«Esta es una máquina monstruosa que aplasta y nivela según cierta serie. […] Me imagino que también los demás […] habrán decidido que no se dejarían dominar. Sin embargo, sin darse cuenta siquiera, por lo muy lento y molecular que es el proceso, hoy se encuentran cambiados y no lo saben. No pueden juzgarlo precisamente porque están cambiados del todo. Sin duda, yo resistiré» (Antonio Gramsci, 1928).
Luego de que la fiebre tifoidea acabara prácticamente con toda tu familia, el primo de tu abuelo hizo todo lo posible por sacar a los pocos sobrevivientes de Sepacuité. Ya durante el brote de la enfermedad había prohibido el ingreso de agua y alimentos. Tu padre, tú y 4 de tus 13 hermanos sobrevivieron gracias a la desobediencia de una de las empleadas de una finca vecina que a escondidas se escurría de madrugada con cubetas de agua potable y comida.
Lo que vino después es aún difuso. Apenas podríamos llamarlo historia. Tú eras tan pequeña y los sucesos no están documentados. Solo nos queda la memoria de tus hermanos, las conversaciones de sobremesa, el cuaderno cementerio. La imagen de tu tía materna sentada en la mecedora al final del pasillo mientras esperaba la noticia del próximo muerto durante esos días nunca te abandonó, si bien no era un recuerdo tuyo.
La pulmonía casi acaba contigo y con todos nosotros. Sobreviviste. Vivimos. Con lo poco que lograron rescatar de la finca, tus hermanos lograron construir una casa en la ciudad y continuar con sus estudios. Muy pronto ellos se involucraron en movimientos estudiantiles. Tú querías ser pianista, pero tu piano tuvo que venderse para apoyar la revolución.
El paso del tiempo estuvo marcado por sucesos siempre de conflicto, de rabia y de resistencia. Tu padre cayó preso por razones políticas, luego tus hermanos. Contubernios, llamadas de media noche, libros prohibidos forrados con papel kraft en el fondo de la librera, borracheras que podían volverse violentas a raíz de la pasión revolucionaria.
La reforma agraria trajo de nuevo Sepacuité a la mesa. Los antiguos trabajadores e hijos no reconocidos habían hecho acopio de armas e integrado varios alzamientos en Carchá. El primo de tu abuelo había muerto. Su hijo había huido a Cuba para intentar integrarse al comercio del ron. Nuevos líderes en Alta Verapaz inspiraban a la población q’eqchi’ después de décadas de explotación.
Tú, que creciste sin madre, te inventaste una como modelo para poder serlo.
Pero al derrocamiento de Arbenz lo siguió la persecución de los arbencistas por toda la región. Castillo Armas les devolvió las fincas a los antiguos terratenientes. Tus hermanos pasaron de la revolución a la insurgencia. La lucha se extendió por más de dos décadas. Las llamadas intervenidas, planes de exilio, encubrimiento de amigos e intelectuales…
Tu vida giró por mucho tiempo alrededor de todo aquello. Tu papel se limitó (si bien no era nada limitado) al de protectora, al de preparar comidas para la familia y para cualquiera que pudiera llegar en necesidad de refugio. Mientras, casi a escondidas, estudiabas. Habías sacado el magisterio, pero te apasionaban la filosofía, la música clásica, la literatura rusa.

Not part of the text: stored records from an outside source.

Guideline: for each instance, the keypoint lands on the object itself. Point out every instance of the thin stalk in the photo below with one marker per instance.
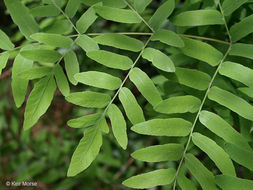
(204, 99)
(145, 22)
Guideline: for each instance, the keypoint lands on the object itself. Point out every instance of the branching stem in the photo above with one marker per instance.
(203, 100)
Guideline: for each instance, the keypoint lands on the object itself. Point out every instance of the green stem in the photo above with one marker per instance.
(204, 99)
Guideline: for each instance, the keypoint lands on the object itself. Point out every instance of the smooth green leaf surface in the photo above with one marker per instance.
(84, 121)
(39, 100)
(163, 127)
(41, 55)
(61, 80)
(158, 153)
(237, 72)
(110, 59)
(99, 80)
(145, 86)
(159, 59)
(242, 28)
(226, 182)
(131, 106)
(18, 84)
(140, 5)
(231, 101)
(215, 153)
(221, 128)
(87, 43)
(3, 60)
(35, 73)
(89, 99)
(201, 51)
(118, 125)
(242, 50)
(198, 18)
(55, 40)
(161, 14)
(240, 155)
(86, 20)
(120, 41)
(168, 37)
(72, 7)
(5, 42)
(22, 17)
(178, 104)
(151, 179)
(44, 11)
(86, 151)
(117, 15)
(200, 172)
(229, 6)
(71, 66)
(193, 78)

Eras aún bastante joven cuando tu padre cayó enfermo. Tuviste que cuidarlo hasta el día de su muerte. Lloraste por él hasta el día de tu propia muerte.
Pronto te hiciste madre, Josefina. Y, sin embargo, nunca dejaste de ser la figura maternal de tus hermanos y su principal apoyo. Cuando fueron muriendo, uno por uno, muchos años después, fuiste muriendo tú también. Pero siempre resistías. El miedo a la muerte era más fuerte. Cuidaste con intensidad —aguerrida como eras— a tu esposo y a tus hijas, luego a tus nietos. Usaste a Tagore y a Confucio como manual de crianza. Tú, que creciste sin madre, te inventaste una como modelo para poder serlo. Nunca necesitaste un dios. El día de tu muerte tenías tanto miedo. Moriste hace una década y, con cada año que pasa, los detalles de tu historia se hacen más difusos. Es hora de recuperarla.